I have memories of cities like memories of love

What is there to say?

Sometimes it comes to me

At night, I dream that I am here or there…

-Valery Larband

Paris 2011

“It’s a classic fear,” Thomas says “I don’t want to fall in love. We have difficulty with having long lasting romantic relationships,”

“How long is a long lasting relationship?” Jack asks

“I’m talking 6 months, 2, 3 years…the ability to think ahead…” Thomas responds

“Do you know the movie L’Amour de 3 Ans?” Jack asks

“No,”

“Oh? Well, that’s a piece of French culture for you.”

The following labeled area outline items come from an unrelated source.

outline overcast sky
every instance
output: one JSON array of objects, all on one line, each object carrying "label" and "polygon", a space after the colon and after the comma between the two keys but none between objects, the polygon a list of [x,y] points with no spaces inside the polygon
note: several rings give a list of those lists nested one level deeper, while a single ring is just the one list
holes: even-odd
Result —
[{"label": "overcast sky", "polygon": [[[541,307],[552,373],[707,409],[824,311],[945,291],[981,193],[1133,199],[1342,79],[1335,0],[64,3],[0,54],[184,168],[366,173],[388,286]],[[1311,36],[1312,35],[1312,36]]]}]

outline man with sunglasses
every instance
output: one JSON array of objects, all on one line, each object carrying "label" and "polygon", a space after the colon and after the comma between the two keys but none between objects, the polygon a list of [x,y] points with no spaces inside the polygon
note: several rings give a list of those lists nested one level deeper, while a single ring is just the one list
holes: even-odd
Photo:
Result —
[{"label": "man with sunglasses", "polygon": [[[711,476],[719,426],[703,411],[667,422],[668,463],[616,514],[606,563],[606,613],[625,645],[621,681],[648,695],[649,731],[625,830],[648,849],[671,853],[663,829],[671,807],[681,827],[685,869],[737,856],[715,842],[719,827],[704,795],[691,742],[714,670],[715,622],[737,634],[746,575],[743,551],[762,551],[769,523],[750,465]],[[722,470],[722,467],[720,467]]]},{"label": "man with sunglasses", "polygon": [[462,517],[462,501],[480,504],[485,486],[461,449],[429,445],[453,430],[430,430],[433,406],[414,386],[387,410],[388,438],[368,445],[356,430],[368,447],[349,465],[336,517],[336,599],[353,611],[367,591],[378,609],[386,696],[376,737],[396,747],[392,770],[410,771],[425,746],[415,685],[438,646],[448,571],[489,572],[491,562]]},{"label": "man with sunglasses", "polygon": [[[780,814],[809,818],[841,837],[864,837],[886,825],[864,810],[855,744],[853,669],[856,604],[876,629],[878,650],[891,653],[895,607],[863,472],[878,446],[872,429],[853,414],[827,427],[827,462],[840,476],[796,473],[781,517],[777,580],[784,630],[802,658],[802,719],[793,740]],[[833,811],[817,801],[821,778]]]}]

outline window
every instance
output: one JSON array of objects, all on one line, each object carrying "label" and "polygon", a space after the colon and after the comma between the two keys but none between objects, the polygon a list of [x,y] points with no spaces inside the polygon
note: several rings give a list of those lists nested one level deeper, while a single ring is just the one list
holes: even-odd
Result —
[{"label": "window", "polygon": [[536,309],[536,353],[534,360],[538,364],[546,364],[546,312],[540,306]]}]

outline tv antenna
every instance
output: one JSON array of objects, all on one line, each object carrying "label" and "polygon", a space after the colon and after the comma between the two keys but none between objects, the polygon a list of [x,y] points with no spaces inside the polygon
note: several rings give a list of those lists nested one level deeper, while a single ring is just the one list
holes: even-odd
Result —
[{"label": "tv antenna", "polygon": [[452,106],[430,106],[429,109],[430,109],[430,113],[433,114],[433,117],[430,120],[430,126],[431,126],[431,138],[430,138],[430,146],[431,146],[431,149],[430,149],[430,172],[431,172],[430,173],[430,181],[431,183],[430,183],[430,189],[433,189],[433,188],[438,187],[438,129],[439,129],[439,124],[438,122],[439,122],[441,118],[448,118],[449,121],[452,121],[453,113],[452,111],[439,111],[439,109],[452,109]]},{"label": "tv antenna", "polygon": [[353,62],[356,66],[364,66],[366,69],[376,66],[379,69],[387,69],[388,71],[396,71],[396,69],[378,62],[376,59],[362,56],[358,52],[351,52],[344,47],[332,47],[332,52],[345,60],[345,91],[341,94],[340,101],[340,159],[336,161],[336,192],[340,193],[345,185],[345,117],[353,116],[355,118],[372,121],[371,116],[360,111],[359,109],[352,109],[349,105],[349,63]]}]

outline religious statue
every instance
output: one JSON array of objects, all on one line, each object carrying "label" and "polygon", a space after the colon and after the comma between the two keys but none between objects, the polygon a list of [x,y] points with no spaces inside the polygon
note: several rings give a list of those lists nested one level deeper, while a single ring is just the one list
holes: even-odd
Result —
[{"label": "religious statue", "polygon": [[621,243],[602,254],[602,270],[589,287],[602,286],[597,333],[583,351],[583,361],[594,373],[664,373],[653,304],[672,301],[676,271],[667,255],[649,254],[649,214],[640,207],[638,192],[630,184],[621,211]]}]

“Okay, I’m going to have to rent that,” Renata says

“I do have a lot of ex diplomat friends who…however long their parents stayed somewhere that’s how long their relationships last. I have a friend, she is the 3 year girl. Her relationships only last that long,”

Everyone laughs

“No but it’s scary! It’s ridiculous. She actually had a guy who proposed marriage twice and both times she said no because she could not…uh…anticipate…she’ll find some defect and she’ll just leave the guy. She doesn’t even realize it. If I tell her she’ll just dismiss you completely.”

“I never had a problem with commitment,” Violet says as if it’s only dawning on her. “I would even say that people found me too intense and so backed off. Not committing has been the hardest part of my childhood. I wasn’t made for it. I don’t think humans are, we’re not wired for it,”

“My country, Venezuela, went haywire at the same time as my parents decided to split up. They didn’t realize how to manage it so I was basically supporting my parents. They didn’t realize that the only thing I had was a family unit so for me it was more important than ever for them, for us, to stay together. There’s a lot of things they did not do so I think if you’re a responsible parent the upbringing can be a very positive thing. All the crazy cases, the complete failures are usually the ones where the parent did not realize what the kid was going through and that is so important,”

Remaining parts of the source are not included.